Drilling of a bore hole through about 150 metres of rock to allow different samples of air to be taken and a microphone lowered to listen for sounds of life in the mine was reported to be about halfway completed early Monday morning.
Nothing has been heard from the missing men, who are aged 17 to 62, since Friday afternoon’s explosion. They are 24 New Zealanders, two Australians, two British citizens and one South African.
Their names have not been released officially, but many have been identified in media reports.
Company officials and police were scheduled to brief distraught relatives, who increasingly fear the worst as each day passes, on the rescue plan Monday morning.
Some family members were taken in buses from the west coast’s main town, Greymouth, where they have gathered, to the mine site, 50 km away, Sunday to talk to the rescue parties.
Two miners who were the only known survivors of the explosion have told their stories to local media for the first time.
“I thought I was dead,” Daniel Rockhouse, 24, who was blown off his feet while refuelling his loader in a part of the mine away from the coalface where the rest of the miners worked, told the New Zealand Herald.

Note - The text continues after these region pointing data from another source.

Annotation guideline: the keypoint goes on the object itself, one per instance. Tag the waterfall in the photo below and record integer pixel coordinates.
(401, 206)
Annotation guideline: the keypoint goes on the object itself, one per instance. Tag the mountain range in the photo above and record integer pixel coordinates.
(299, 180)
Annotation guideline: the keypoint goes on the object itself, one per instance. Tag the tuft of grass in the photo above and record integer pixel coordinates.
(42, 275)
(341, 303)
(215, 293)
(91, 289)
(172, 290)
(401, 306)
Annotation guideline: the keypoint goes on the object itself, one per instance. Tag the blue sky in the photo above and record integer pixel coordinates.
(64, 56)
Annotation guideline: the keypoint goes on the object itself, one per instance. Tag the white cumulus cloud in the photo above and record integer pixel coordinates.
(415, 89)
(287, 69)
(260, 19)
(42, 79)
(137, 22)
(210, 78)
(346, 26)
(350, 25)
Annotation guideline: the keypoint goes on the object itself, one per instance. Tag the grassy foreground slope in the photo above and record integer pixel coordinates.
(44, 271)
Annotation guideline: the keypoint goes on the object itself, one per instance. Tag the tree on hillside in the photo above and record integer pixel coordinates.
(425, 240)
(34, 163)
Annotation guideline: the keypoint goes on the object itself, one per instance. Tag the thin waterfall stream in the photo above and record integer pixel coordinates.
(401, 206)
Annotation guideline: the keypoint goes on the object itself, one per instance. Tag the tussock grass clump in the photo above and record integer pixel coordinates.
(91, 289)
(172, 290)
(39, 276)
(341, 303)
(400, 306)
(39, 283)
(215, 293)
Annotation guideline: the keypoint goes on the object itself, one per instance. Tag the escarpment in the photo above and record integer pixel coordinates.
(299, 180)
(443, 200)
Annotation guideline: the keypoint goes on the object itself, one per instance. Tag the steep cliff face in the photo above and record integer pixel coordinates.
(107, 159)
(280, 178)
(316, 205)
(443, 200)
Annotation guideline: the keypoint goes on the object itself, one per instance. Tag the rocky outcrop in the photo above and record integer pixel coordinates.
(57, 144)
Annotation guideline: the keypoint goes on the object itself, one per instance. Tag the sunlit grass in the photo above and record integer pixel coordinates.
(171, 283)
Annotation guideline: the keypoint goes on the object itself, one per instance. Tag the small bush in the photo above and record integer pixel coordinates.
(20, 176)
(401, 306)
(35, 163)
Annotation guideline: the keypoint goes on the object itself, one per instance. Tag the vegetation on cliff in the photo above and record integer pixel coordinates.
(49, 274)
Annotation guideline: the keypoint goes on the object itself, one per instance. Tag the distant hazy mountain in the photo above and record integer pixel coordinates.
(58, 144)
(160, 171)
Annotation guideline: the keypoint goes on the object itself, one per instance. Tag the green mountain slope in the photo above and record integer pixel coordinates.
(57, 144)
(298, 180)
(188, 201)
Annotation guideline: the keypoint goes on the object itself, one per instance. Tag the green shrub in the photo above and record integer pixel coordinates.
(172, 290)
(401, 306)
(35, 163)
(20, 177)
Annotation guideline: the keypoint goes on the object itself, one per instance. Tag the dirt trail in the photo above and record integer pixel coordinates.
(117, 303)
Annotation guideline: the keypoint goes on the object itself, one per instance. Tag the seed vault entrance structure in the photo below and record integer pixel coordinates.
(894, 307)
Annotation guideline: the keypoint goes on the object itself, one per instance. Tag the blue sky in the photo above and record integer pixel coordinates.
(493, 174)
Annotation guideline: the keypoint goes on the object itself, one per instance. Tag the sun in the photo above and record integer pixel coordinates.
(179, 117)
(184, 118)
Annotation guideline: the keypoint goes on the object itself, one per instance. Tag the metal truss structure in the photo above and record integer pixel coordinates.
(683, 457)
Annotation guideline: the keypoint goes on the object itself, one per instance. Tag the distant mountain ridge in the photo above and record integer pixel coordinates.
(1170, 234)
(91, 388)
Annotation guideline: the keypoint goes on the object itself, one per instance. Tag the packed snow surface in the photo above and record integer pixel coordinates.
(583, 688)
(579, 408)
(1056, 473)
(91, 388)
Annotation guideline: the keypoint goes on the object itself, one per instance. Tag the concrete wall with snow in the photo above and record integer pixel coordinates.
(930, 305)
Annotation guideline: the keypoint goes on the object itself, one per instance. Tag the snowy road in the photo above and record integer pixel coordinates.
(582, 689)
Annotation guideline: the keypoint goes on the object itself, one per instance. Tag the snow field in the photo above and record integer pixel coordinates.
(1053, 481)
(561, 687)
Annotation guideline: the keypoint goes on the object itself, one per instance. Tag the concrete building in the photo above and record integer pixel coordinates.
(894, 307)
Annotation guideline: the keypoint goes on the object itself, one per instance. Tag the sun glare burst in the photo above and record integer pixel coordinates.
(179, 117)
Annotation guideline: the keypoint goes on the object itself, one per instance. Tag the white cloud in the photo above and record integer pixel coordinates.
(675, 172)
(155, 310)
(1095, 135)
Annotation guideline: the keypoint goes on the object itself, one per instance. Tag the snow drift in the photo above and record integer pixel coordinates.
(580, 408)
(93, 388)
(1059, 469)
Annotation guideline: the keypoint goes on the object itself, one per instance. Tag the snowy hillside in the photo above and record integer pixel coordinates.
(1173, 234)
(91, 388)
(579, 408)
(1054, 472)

“All I could think about was seeing my wife and kids again.”
Fighting a deadly buildup of carbon monoxide as he tried to escape, he found fellow miner Russell Smith, 50, collapsed on the ground.
“He was away with the fairies,” he said. As he dragged Smith to safety, they were able to breathe some fresh air from compressed air lines along the way.
As Smith’s condition improved, Rockhouse helped him to his feet. “I put my arm around his shoulders and held on to him as hard as I could, and we hobbled for the next kilometre.
“All the way down I was saying to Russell, ‘We’re gonna make this, mate. Think about your wife, think about your kid — I know I am’.”
Smith told TV3, “I just remember seeing a flash of something in front of me and then the concussion hit me. It wasn’t just a bang. It just kept coming, kept coming, kept coming.”
He said he crouched down as low as he could in the loader he was driving to stop being pelted with debris. “I just couldn’t breathe and that’s the last I could remember and then someone found me about 15 minutes or so later.”